Ideally, sight-reading should be learned and stay parallel with your technical playing level; often that is not the case. So you must look at and find repertoire 'less advanced' than your current level (call yourself 'beginner' on the sight-reading front, since in a way, you are

To 'practice' sight-reading is to genuinely sight-read, and at no less than half tempo of the piece as marked; both staves, both hands, going straight through, without stopping.

_*You can only sight-read any piece once!*_ _the second time over the information has already passed by / in, and some familiarity, no matter how little, is then present: ergo, *a second time over, you are no longer sight-reading.*_

Get a stack of material from the library, the Microkosmos, Schumann Album fur der Jugend, Schirmer's collected 'Beginner's Bach' and or books of short pieces designated for the earliest levels.

Read through a piece or part of a piece, leave a bookmark, and then another piece.

Initially, you will soon be able to determine what level rep 'works' for the exercise, and how quickly you reach a sort of mental fatique where too many errors or hesitations mid process take place. That is your time limit for length of practice; you can do __'__'' in second session the same day, or the following.

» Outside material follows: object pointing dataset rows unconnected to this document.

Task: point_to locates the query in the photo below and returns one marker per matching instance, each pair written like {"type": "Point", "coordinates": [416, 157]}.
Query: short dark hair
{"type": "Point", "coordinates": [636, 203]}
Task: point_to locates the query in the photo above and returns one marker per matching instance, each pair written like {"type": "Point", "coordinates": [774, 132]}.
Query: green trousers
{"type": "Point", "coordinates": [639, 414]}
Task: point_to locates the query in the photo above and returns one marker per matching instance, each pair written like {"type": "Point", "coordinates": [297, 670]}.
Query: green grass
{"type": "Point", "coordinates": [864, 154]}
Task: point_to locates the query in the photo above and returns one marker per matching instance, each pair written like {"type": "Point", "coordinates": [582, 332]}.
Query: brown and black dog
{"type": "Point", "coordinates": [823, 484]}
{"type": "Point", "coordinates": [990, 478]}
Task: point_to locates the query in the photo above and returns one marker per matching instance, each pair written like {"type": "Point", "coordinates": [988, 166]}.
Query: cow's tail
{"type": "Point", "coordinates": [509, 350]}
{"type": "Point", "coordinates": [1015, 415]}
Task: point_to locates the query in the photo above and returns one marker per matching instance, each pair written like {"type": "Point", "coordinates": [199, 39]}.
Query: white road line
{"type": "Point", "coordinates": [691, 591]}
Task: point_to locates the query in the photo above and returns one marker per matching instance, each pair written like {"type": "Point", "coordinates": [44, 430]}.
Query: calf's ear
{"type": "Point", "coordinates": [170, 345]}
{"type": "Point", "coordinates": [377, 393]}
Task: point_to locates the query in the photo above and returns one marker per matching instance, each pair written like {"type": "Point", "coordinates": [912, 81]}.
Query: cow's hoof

Learning and practicing sight-reading is just as much a cumulative study as is learning to play. Keep to the program, eventually all elements involved with reading become stronger.


----------



## Crassus

I think one of the most important things about sight reading practice is to never insist too much on the same exercise/pieces, otherwise you end up memorizing the notes and defeat the whole purpose (which is to translate the score to music in real time).


----------



## Pugg

Crassus said:


> I think one of the most important things about sight reading practice is to never insist too much on the same exercise/pieces, otherwise you end up memorizing the notes and defeat the whole purpose (which is to translate the score to music in real time).


I do hope O.P see this wise words if ever he/ she sneaks around.


----------